Pakar Kritik Pasal 65 RUU TNI: Singgung Kasus Bos Rental

by -16 Views

Peneliti senior Imparsial, Al Araf, menyuarakan kritik terhadap usulan penghapusan Pasal 65 dalam naskah revisi UU Nomor 34 Tahun 2004 tentang TNI. Pasal 65 ini mengatur soal mekanisme peradilan bagi seorang prajurit TNI. Al Araf menegaskan penolakan terhadap revisi tersebut karena dianggap salah langkah, seharusnya yang dihapus adalah Pasal 74 bukan Pasal 65. Draf RUU TNI yang diterima oleh pihaknya menyebutkan penghapusan Pasal 65, yang seharusnya seharusnya Pasal 74 yang dihapus. Dalam rapat dengar pendapat umum (RDPU) RUU TNI di Komisi I DPR, Al Arif menegaskan kebingungannya terkait penghapusan Pasal tersebut. Pasal 65 pada RUU tersebut merujuk pada ayat 2 yang mengatur soal kedudukan prajurit terkait pelanggaran hukum pidana. Di sisi lain, Pasal 74 berhubungan dengan ketentuan yang berlaku saat undang-undang peradilan militer diberlakukan. Al Araf menyoroti bahwa dengan penghapusan Pasal 65, peluang menarik kasus pidana prajurit ke peradilan umum menjadi semakin sulit, sementara jika Pasal 74 yang dihapus, kasus-kasus seperti penembakan bos rental di Tangerang bisa lebih mudah ditangani di peradilan umum. Dalam konteks yang berbeda, anggota Komisi I DPR dari Fraksi PDIP, TB Hasanuddin, menegaskan bahwa revisi UU TNI tidak akan membawa kembali Orde Baru asalkan Pasal 39 dalam RUU tersebut tidak diubah. Pasal 39 ini melarang prajurit aktif membawiki posisi sipil. Hasanuddin juga menyoroti penempatan TNI di lembaga sipil, termasuk sebagai dirjen, yang dinilainya kurang tepat karena menghilangkan sumber daya terbaik yang seharusnya dipersiapkan untuk bertempur.
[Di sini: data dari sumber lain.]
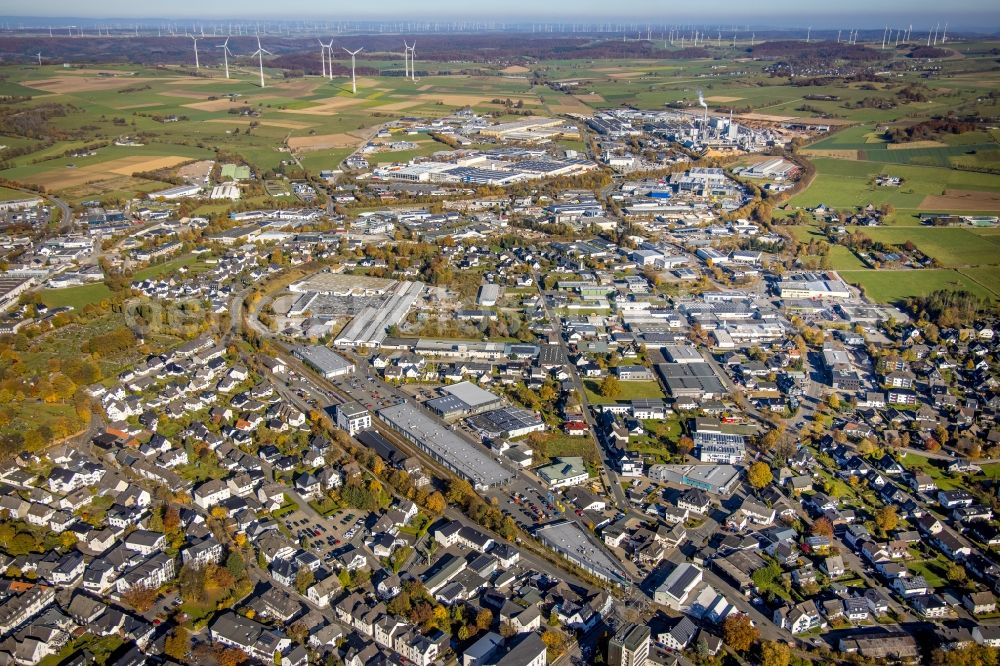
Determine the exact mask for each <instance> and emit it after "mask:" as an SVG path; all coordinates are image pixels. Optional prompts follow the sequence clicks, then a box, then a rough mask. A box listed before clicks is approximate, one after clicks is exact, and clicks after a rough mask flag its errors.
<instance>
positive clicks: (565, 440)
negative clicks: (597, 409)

Hasan mengingatkan bahwa tugas pokok TNI adalah untuk bertempur, dan menempatkan perwira TNI di posisi sipil dapat menimbulkan ketidakadilan terhadap ASN yang membangun karir mereka dari bawah. Dalam konteks lain, Anggota Komisi I dari Fraksi Golkar, Nurul Arifin, mengkritik pemaparan dua pakar yang diundang dalam RDPU terkait revisi UU TNI. Direktur Riset Setara Institut, Ismail Hasani, dan peneliti senior Imparsial, Al Araf, dinilai tidak memberikan masukan yang seimbang terhadap RUU TNI. Nurul menyoroti bahwa RUU Polri juga memiliki pasal-pasal kontroversial yang perlu mendapat perhatian, namun, kedua pakar yang diundang cenderung tidak membicarakan hal tersebut. Meskipun rapat hanya membahas RUU TNI, namun Nurul menegaskan perlunya penanganan serius terhadap RUU Polri yang juga memiliki pasal-pasal kontroversial.